Ini sebenarnya terjadi dalam berbagai hal, mulai dari kerjaan hingga rutinitas harian. Selalu ada saja permintaan rumit. Permintaan yang bila tidak dituruti bakal berujung umpatan atau penyesalan.
Sabar? Jangan ditanya lagi. Kesal? Sudah pasti! Kira-kira begitu jawaban spontan terucap dari kekesalan yang terjadi.
Lain lagi bila permintaan itu datang dari yang terkasih, bisa saja keluarga atau karib kerabat. Mungkin juga boleh disebut permintaan “rumit”. Ingat, saya menulisnya menggunakan tanda petik.

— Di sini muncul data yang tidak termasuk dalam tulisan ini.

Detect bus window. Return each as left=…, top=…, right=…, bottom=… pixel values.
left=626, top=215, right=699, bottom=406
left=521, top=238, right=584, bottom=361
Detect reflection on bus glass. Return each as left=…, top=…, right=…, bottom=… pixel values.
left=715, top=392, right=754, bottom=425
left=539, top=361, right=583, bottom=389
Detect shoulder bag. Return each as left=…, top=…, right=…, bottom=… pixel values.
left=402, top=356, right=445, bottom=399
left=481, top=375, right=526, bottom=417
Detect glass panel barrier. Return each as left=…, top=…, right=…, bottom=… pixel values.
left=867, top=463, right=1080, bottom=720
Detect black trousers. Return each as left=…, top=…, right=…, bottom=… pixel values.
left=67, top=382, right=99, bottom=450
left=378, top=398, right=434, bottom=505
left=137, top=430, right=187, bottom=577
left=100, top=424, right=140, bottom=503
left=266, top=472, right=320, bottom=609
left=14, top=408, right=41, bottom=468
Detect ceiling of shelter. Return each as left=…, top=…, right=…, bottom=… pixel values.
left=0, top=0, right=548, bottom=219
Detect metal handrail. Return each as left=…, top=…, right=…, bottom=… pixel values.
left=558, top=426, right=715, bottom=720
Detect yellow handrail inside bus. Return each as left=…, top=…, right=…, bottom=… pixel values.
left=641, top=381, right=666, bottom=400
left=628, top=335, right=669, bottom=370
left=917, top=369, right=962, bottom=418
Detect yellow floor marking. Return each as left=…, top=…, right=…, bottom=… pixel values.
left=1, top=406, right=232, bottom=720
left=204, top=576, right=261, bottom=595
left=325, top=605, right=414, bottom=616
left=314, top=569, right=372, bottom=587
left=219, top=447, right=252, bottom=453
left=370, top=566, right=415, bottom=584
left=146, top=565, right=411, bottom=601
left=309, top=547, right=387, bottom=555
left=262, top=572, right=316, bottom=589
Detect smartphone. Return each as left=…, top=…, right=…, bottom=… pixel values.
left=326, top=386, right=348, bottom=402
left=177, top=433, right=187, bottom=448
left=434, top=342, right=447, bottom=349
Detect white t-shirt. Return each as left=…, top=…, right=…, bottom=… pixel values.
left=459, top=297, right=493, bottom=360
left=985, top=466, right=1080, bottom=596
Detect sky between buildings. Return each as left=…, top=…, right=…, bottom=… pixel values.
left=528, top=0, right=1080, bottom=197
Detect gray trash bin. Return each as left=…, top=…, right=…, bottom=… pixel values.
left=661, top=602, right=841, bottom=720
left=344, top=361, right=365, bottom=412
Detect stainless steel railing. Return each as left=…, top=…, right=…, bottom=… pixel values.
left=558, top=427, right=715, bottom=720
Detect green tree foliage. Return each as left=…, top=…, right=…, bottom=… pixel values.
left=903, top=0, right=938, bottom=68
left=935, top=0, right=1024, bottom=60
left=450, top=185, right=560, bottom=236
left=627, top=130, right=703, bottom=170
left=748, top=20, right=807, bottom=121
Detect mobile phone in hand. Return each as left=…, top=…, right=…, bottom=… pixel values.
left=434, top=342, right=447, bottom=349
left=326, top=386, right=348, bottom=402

Tentu permintaan rumit itu menyebalkan dan bikin kesal. Berbeda dengan “rumit” yang berpotensi tidak menyenangkan. Bikin kesal dengan berpotensi tidak menyenangkan bagi saya dua hal berbeda.
Bagi saya, rumit dan “rumit” itu serupa tapi tak sama. Seperti sebuah argumen yang menyatakan bahwa suatu benda itu berwarna hitam. Kemudian, muncul pendapat lain yang mengatakan kalau benda itu bukan berwarna putih.
Poin kesamaanya adalah sama-sama dibutuhkan kewarasan dan kesabaran. Kewarasan berpikir diperlukan untuk memahami maksud permintaan. Sedangkan kesabaran dibutuhkan dalam mengeksekusinya.
“Ringan-ringan berat” begitu guyonan untuk memenuhinya. Humor sangat diperlukan, setidaknya itu berguna bagi saya sebagai “peredam” asam lambung. Bahaya bila tidak diredam, bisa-bisa permintaan tidak terpenuhi.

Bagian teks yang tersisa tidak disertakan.